I am using the latest version GATK 4.2.0.0 and the following is the full Mutect2 command from the log file
java -Dsamjdk.use_async_io_read_samtools=false -Dsamjdk.use_async_io_write_samtools=true -Dsamjdk.use_async_io_write_tribble=false -Dsamjdk.compression_level=2 -jar /gatk/gatk-package-4.2.0.0-local.jar Mutect2 -R ../resources/hg19.fa -L ../resources/coding_regions.bed -I bam_files/sample1.bam --pon ../resources/pon.vcf.gz --germline-resource ../resources/af-only-gnomad.raw.sites.hg19.vcf.gz --bam-output sample1.mutect2_out.bam --recover-all-dangling-branches true -min-pruning 1 --min-dangling-branch-length 2 --debug --max-reads-per-alignment-start 0 --genotype-pon-sites True --f1r2-tar-gz vcf_files/f1r2.sample1.tar.gz -O vcf_files/unfiltered.sample1.vcf
In the debug mode, the following log messages are generated for this region
08:01:26.086 INFO Mutect2Engine - Assembling chr12:25398242-25398320 with 14298 reads: (with overlap region = chr12:25398142-25398420)

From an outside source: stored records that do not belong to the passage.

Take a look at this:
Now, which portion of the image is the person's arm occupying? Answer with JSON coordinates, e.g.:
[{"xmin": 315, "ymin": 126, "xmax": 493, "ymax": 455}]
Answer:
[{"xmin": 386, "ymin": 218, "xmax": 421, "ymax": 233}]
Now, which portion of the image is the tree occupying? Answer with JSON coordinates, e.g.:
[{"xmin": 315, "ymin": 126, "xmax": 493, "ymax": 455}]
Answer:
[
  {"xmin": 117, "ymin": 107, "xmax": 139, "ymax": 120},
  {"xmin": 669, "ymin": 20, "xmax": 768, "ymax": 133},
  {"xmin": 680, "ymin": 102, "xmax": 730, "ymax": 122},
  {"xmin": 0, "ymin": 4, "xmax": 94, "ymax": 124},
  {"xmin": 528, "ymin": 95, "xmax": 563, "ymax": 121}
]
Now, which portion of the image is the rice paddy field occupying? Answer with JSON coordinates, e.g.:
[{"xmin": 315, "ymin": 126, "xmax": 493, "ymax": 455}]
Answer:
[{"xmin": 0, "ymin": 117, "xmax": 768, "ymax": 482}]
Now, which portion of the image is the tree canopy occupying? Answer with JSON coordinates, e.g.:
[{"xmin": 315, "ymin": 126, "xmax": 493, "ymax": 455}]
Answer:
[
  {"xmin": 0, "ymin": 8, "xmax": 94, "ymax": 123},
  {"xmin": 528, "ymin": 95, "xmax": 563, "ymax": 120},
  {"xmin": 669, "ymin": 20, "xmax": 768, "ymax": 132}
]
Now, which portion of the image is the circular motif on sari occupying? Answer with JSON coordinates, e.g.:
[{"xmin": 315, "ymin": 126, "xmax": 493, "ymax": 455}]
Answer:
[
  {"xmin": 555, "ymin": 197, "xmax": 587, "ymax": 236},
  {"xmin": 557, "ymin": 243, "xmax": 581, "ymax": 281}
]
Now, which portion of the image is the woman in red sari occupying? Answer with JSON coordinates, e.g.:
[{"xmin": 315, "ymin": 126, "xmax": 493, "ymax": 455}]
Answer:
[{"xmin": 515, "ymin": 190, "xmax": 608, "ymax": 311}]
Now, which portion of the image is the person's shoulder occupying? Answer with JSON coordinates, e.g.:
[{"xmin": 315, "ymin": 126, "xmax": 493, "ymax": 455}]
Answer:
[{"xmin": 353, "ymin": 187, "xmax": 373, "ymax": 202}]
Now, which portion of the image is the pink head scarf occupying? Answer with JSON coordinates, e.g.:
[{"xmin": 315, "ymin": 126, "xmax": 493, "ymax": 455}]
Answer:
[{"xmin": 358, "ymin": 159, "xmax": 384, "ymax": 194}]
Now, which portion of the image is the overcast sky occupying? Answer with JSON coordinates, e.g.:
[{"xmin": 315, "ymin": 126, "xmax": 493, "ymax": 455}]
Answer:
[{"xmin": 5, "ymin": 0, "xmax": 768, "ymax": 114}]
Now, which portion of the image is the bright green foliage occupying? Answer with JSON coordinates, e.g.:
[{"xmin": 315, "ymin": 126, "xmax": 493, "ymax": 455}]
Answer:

I have another call with similar VAF that is detected in the vcf output(chr12:25380275).
chr12 25380275 . T G . . AS_SB_TABLE=3911,5343|26,21;DP=9485;ECNT=1;MBQ=36,36;MFRL=0,0;MMQ=42,42;MPOS=18;POPAF=7.30;TLOD=53.53 GT:AD:AF:DP:F1R2:F2R1:SB 0/1:9254,47:4.970e-03:9301:5321,21:3867,26:3911,5343,26,21
The input and the output BAMs show this call with the variant.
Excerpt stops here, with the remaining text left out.